Commissioner to decide fate of the Fitzroy Hotel
Commissioner appointed to decide fate of the Fitzroy Hotel
The Regulatory and Fixtures Subcommittee have appointed an independent commissioner to make a determination on a resource consent application to demolish and redevelop the former Fitzroy Hotel on Wakefield Street.
The developer, Golden City Developments, first lodged the resource consent application in October 2003. At the time the building was not scheduled as a heritage building under the council’s District Plan or protected by the New Zealand Historic Places Trust.
The council has an obligation to the applicant to process this consent through the normal channels and to follow the requirements of the Resource Management Act
In March 2004, Mr Allan Matson, an Auckland heritage campaigner, brought to light the heritage matters associated with the existing building on site and requested that the building be scheduled. Mr Matson had obtained documentation to show that the Fitzroy Hotel had been owned by Mr Richard Seccombe, a founder of the Great Northern Brewery Company which later became Lion Breweries, and it therefore had great historical significance.
On 2 April 2004, the City Development Committee recommended that a variation to the Proposed District Plan (Central Area Section) to schedule the building be initiated subject to confirmation that the building reached a rating of over 50 points.
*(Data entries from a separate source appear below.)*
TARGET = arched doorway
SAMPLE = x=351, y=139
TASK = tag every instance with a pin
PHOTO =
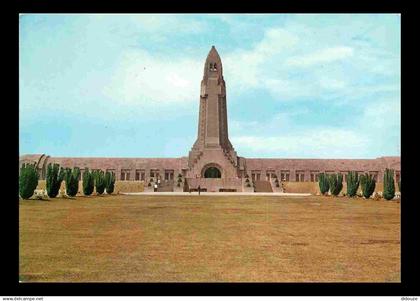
x=212, y=172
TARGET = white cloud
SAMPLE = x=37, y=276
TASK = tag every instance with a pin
x=315, y=143
x=326, y=55
x=149, y=80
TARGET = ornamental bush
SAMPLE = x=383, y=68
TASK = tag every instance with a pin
x=28, y=180
x=99, y=181
x=109, y=182
x=367, y=183
x=389, y=186
x=323, y=183
x=55, y=175
x=88, y=182
x=336, y=183
x=72, y=181
x=352, y=183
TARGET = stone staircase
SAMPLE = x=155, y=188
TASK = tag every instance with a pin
x=263, y=186
x=166, y=186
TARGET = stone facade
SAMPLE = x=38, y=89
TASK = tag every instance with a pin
x=212, y=162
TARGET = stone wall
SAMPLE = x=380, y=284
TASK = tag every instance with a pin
x=120, y=186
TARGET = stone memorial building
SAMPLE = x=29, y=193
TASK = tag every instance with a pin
x=212, y=163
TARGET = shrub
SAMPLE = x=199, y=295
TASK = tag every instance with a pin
x=88, y=182
x=99, y=181
x=72, y=181
x=323, y=183
x=352, y=183
x=55, y=176
x=28, y=180
x=109, y=182
x=336, y=183
x=389, y=186
x=367, y=183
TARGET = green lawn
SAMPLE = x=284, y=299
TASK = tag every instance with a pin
x=209, y=238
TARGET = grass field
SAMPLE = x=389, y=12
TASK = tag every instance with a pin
x=209, y=238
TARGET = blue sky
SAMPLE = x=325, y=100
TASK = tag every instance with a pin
x=298, y=86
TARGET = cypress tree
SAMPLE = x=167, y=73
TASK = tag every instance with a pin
x=88, y=182
x=352, y=183
x=28, y=180
x=72, y=181
x=55, y=176
x=109, y=182
x=367, y=183
x=99, y=181
x=336, y=183
x=323, y=183
x=389, y=186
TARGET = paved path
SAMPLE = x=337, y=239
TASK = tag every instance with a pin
x=219, y=193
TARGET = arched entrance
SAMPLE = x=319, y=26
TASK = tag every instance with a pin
x=212, y=172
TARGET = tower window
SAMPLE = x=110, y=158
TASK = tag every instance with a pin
x=213, y=67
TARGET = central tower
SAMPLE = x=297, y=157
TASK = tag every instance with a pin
x=212, y=147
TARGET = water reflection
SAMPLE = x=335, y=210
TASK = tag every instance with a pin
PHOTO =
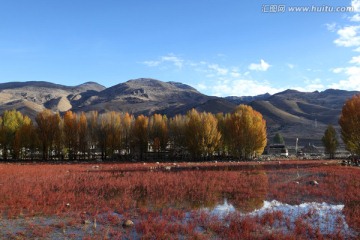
x=245, y=191
x=327, y=218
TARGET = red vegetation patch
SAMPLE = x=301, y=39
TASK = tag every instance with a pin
x=164, y=200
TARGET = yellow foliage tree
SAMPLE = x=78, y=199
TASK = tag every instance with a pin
x=12, y=121
x=247, y=132
x=158, y=132
x=140, y=135
x=49, y=132
x=202, y=134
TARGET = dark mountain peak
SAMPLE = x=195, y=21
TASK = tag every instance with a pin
x=182, y=86
x=247, y=99
x=94, y=86
x=288, y=92
x=42, y=84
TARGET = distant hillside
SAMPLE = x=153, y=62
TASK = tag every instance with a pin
x=294, y=114
x=32, y=97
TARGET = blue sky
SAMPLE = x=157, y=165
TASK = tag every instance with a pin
x=220, y=47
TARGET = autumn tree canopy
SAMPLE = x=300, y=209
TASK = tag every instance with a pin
x=114, y=135
x=246, y=132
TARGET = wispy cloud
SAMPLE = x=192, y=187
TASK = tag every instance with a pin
x=170, y=58
x=242, y=87
x=262, y=66
x=218, y=70
x=349, y=36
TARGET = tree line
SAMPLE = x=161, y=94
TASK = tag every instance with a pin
x=113, y=135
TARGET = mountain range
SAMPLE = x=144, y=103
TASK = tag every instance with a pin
x=294, y=114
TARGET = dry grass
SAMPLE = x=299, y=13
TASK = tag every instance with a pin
x=164, y=200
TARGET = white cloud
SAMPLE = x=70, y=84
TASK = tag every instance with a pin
x=242, y=87
x=331, y=27
x=355, y=60
x=352, y=82
x=170, y=58
x=152, y=63
x=262, y=66
x=355, y=18
x=291, y=66
x=348, y=36
x=311, y=85
x=356, y=5
x=337, y=70
x=218, y=70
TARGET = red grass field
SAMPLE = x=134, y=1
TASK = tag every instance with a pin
x=173, y=200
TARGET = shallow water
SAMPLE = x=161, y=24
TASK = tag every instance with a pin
x=327, y=218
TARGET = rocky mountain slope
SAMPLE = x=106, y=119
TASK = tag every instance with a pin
x=294, y=114
x=32, y=97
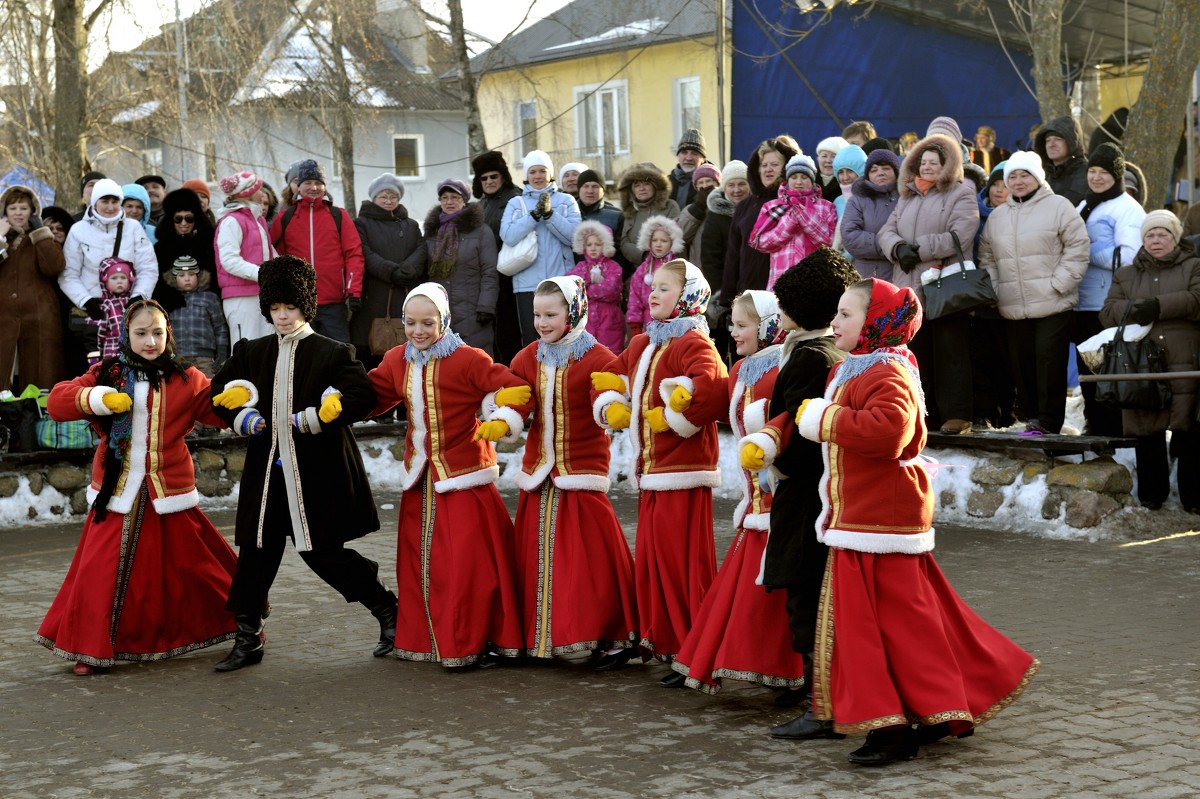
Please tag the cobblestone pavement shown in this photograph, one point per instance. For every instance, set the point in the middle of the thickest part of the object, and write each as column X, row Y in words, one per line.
column 1114, row 712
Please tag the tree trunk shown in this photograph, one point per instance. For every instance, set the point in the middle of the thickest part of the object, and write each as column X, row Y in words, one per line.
column 477, row 142
column 1045, row 37
column 70, row 150
column 343, row 143
column 1157, row 118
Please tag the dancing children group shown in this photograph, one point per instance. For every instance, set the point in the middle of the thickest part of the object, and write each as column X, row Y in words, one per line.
column 827, row 401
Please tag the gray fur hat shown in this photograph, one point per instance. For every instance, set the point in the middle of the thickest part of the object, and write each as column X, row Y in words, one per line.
column 387, row 181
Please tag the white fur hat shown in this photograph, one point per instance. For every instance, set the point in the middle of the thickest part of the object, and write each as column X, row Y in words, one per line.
column 1029, row 161
column 659, row 222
Mr Ian Grant, a senior specialist architect/planner for Auckland City’s Heritage Division confirmed that he had reassessed the building, confirmed the historical background supplied by Mr Matson and given a score of 57 points.
A public notice announcing the council’s intention to initiate a plan change variation to the Auckland City District Plan Proposed Central Area Section was published on Sunday 25 April. The proposed plan change variation seeks to include the former Fitzroy Hotel as a category B scheduled building.
Assessment of a building is decided by evaluations of individual criteria or characteristics, leading to the cumulative allocation of a numeric score.
This score is not a percentage, but a comparative numeric value that may exceed 100 points. This geometric scale is used to ensue that exceptional examples in a particular category can receive recognition due to the heritage value identified.
Any building which scores between 50-79 points is classified as ‘category B’ and if a building scores 80 or above it is classified as ‘category A’. Anything less than 50 points and the building does not have significant heritage value to be considered for scheduling.
Category A buildings are deemed to have outstanding natural beauty, or architectural, scientific or historical significance which extends well beyond the immediate environment. Category A means that heritage with this classification cannot be demolished.
Category B buildings, while less significant than category A items, are of such quality and character that they should not be demolished, damaged or altered in a significant way without resource consent.
Prior to the Proposed District Plan (Central Area Section) being amended by council decisions in October 2003, a 3-year submission, further submission and reference process was undertaken that gave opportunities for either the public or interested organisations to put forward additional buildings for scheduling. During this period both the NZ Historic Places Trust and the Auckland Regional Council put forward a number of extra buildings they considered worthy of evaluation for scheduling. The Fitzroy Hotel was not identified by either authority or any members of the public for review or evaluation.